A perfect number is a number for which the sum of its proper divisors is exactly equal to the number. For example, the sum of the proper divisors of \(28\) would be \(1 + 2 + 4 + 7 + 14 = 28\), which means that \(28\) is a perfect number.

A number \(n\) is called deficient if the sum of its proper divisors is less than \(n\) and it is called abundant if this sum exceeds \(n\).

As \(12\) is the smallest abundant number, \(1 + 2 + 3 + 4 + 6 = 16\), the smallest number that can be written as the sum of two abundant numbers is \(24\). By mathematical analysis, it can be shown that all integers greater than \(28123\) can be written as the sum of two abundant numbers. However, this upper limit cannot be reduced any further by analysis even though it is known that the greatest number that cannot be expressed as the sum of two abundant numbers is less than this limit.

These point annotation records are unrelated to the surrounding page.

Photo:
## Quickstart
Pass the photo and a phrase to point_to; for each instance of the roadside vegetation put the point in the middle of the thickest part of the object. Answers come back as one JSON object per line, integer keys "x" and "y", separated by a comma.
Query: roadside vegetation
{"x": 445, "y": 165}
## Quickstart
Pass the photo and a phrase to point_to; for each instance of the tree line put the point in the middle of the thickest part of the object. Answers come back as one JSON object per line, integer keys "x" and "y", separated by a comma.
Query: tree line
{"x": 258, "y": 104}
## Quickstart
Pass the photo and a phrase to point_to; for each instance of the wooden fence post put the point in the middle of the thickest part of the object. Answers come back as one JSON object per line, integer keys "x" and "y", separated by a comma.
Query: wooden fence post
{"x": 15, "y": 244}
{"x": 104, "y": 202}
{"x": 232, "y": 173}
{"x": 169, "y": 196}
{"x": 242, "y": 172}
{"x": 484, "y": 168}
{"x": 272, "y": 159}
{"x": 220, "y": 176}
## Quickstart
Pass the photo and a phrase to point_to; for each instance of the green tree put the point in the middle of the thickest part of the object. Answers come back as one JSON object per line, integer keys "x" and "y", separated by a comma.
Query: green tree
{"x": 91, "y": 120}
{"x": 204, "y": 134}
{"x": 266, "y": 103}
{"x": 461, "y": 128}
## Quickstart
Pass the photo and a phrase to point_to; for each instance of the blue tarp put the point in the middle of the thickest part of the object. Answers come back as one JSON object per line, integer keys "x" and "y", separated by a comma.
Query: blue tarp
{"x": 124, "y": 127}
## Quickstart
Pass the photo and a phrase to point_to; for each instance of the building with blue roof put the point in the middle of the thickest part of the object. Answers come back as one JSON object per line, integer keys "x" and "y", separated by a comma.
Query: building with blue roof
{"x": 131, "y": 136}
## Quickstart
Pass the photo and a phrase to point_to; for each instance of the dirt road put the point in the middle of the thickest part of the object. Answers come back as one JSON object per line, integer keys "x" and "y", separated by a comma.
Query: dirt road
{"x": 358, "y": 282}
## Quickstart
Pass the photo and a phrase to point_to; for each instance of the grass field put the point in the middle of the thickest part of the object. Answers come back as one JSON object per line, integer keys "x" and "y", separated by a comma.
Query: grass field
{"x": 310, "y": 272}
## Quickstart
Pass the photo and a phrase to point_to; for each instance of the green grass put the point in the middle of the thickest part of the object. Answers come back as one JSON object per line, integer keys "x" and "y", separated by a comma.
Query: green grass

Find the sum of all the positive integers which cannot be written as the sum of two abundant numbers.

Solution

We can obtain the divisors by reusing the code from Problem 21:

private def divisors(n: Int): Seq[Int] = 1 +: (2 to Math.sqrt(n).toInt).flatMap {
  case i if n % i == 0 => if (i != n / i) List(i, n / i) else List(i)
  case _               => List()
}

Now it is easy to check whether a number is abundant. Simply compare the sum of its divisors with the number itself:

private def isAbundant(n: Int): Boolean = divisors(n).sum > n

But how do we tell if a number is the sum of two abundant numbers? Checking all possibilities would be inefficient. In the worst case, we would need to check every pair of numbers, which leads to \(O(n^2))\) complexity. But there’s a way to make it linear!

If we subtract an abundant number \(a\) of ouf the number \(n\) we’re checking, then we only need to see whether the different is also abundant. There is one problem, however, with our simple isAbundant method. It recomputes the divisors every time, which is wasteful.

Once we know all the abundant numbers within a given range, we determine whether a number is abundant (within that range) by simply checking if it’s inside the set of known abundant numbers. The wording here is crucial, string Set rather than a List to do that search is crucial.

Here’s the complete solution:

object Euler023 extends EulerApp {
  override def execute(): Any = {
    val limit = 28123
    val abundantNumbers = (1 to limit).filter(isAbundant)
    val abundantNumbersSet = abundantNumbers.toSet
    (1 to limit).filterNot { n =>
      isSumOfTwoAbundant(n, abundantNumbers, abundantNumbersSet)
    }.sum
  }

  private def isSumOfTwoAbundant(
      n: Int,
      abundantNumbers: Seq[Int],
      abundantNumbersSet: Set[Int]
  ): Boolean =
    abundantNumbers.takeWhile(_ <= n).exists { a =>
      abundantNumbersSet.contains(n - a)
    }

  private def isAbundant(n: Int): Boolean = divisors(n).sum > n

  private def divisors(n: Int): Seq[Int] = 1 +: (2 to Math.sqrt(n).toInt).flatMap {
    case i if n % i == 0 => if (i != n / i) List(i, n / i) else List(i)
    case _               => List()
  }
}

On my notebook it runs in less than a second.